Local retailers have maintained or bumped up their margins in the last four years, while international retailers have seen their margins thinning.

While the commission conceded that there may be various reasons for this – including different levels of competition – it has also picked up an ongoing “rocket and feather” effect in food pricing, where shelf prices shoot up amid high inflation, but take significantly longer to come back down, even if there is a rapid decline in inflation.

This effect has been seen in maize meal, cooking oil and bread, in particular.

While overall inflation has come down, food inflation remains nearly twice the inflation rate for all goods and services, the commission noted.
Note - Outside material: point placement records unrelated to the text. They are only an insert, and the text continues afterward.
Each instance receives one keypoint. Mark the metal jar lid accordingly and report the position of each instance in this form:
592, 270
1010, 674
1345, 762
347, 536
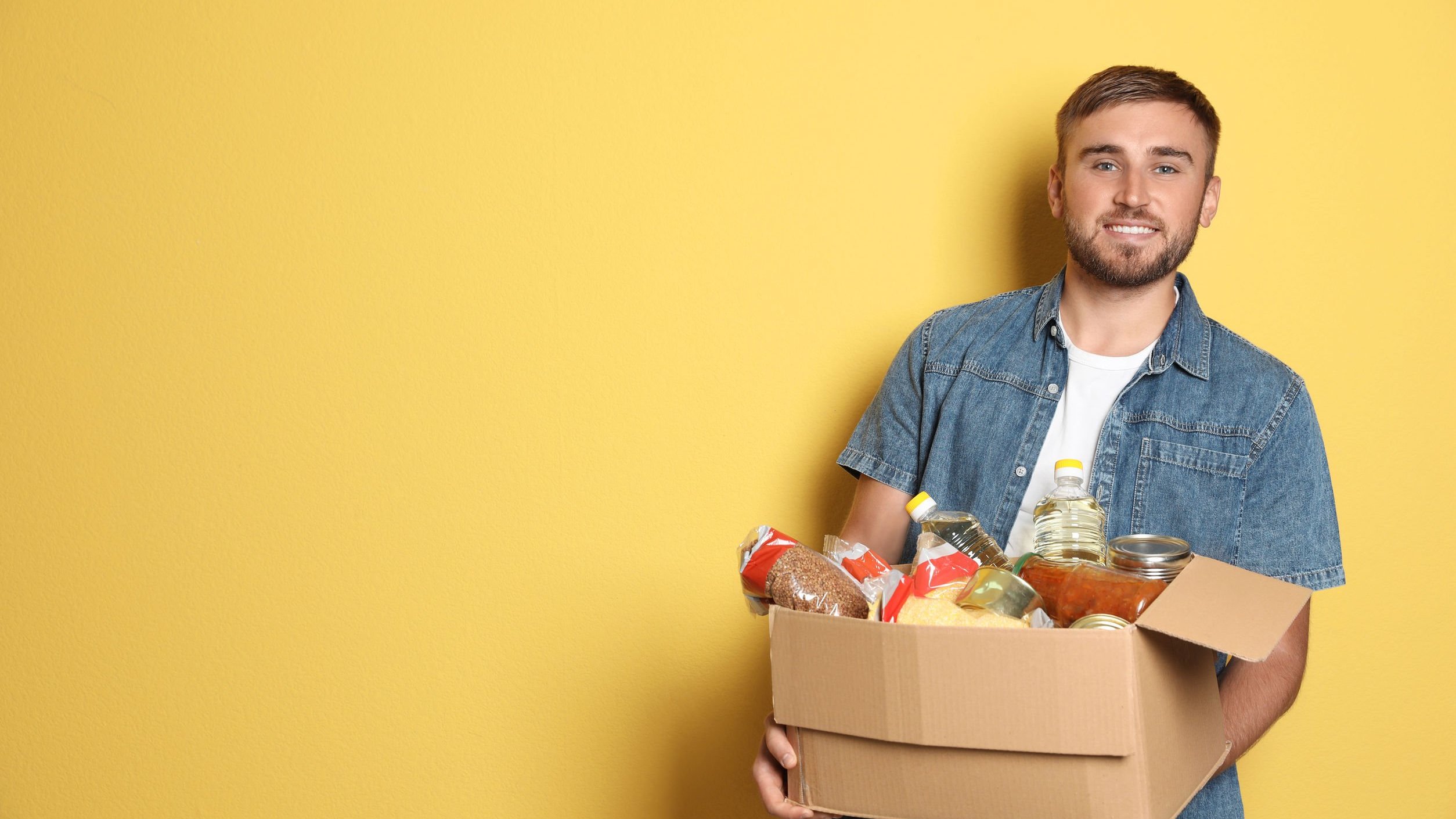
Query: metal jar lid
1156, 557
1001, 592
1100, 622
“The commission is actively monitoring essential food prices and investigating the factors driving food inflation,” it said. “This ensures transparency regarding the profit margins set by producers and retailers of these products.”

With upstream commodity prices declining in the first half of 2023, the commission said it is now focussing on how quickly this translates into lower prices for consumers.

Load shedding has again emerged as another possible reason for prices remaining high; however, some food producers – outside of poultry producers – have told the commission that the outages haven’t had a material impact on their operating costs.

“Some of the large food companies have recorded large revenue increases as a result of price increases rather than volume growth. Some producers have indicated that load-shedding costs have not had a material impact on their businesses, except for poultry producers,” the commission said.

Further down the supply chain, retailers – who get no rebates or tax breaks from the government for their mitigation efforts – have spent billions of rands to deal with load shedding, which could impact retail prices. Despite the load shedding costs, however, revenue and profits in the sector are very healthy.

Total revenues in the South African grocery sector have grown by 38% since 2019 and 13% from 2022 to 2023. The top national grocery chains collectively grew their profits by 26% from R13.8 billion in 2019 to R16.6 billion in 2023, the commission noted.

“The financial results of food companies show a mixed picture on the costs of load shedding, which calls a measure of caution when explaining its role in food prices,” the commission said.

“Even with the additional effect of load shedding, the rocket and feather effect has been a longstanding feature of food value chains domestically which indicates that these value chains at the producer and retail level are not as competitive as they could be.”

The commission said that constant gross margins indicate that retailers’ ability to pass on price increases hasn’t changed significantly and that there hasn’t been a material change in competitive dynamics among grocery retailers.

“The recent agreements to phase out exclusive leases with Shoprite, Pick n Pay and Spar should bring more competitive pressure in future,” it said.

Rocket and feather food prices

The EFPM looked at recent pricing trends and margins at the producer and retail level and found that the inflation lag is very real, pointing to retail prices that are yet to reflect the easing of inflation from three months ago.

This includes:

  • Bread and wheat prices (lagged three months to reflect the time to feed into producer stock) fell by approximately 10% during the first quarter of the year – but producer and retailer prices for bread both rose by 3% in this period, and only started to drop in the second quarter of the year.
  • White maize prices (lagged three months) have fallen consistently and by 23% since February, but producer and retail prices for maize meal have yet to decline.
  • Cooking oil prices have been on a declining trend since a year ago when the EFPM report indicated that producer prices were rising despite sunflower seed prices remaining stable in South Africa. However, whilst retailers cut their margins during the period of rising prices, they have been slower to reduce prices, resulting in expanding margins. More recently, sunflower seed prices (lagged three months) have dropped, but producer prices have still not responded.
  • As noted in the previous EFPM Report, IQF chicken price inflation remains lower than food inflation. The Commission will continue to monitor this value chain following the reimposition of anti-dumping tariffs.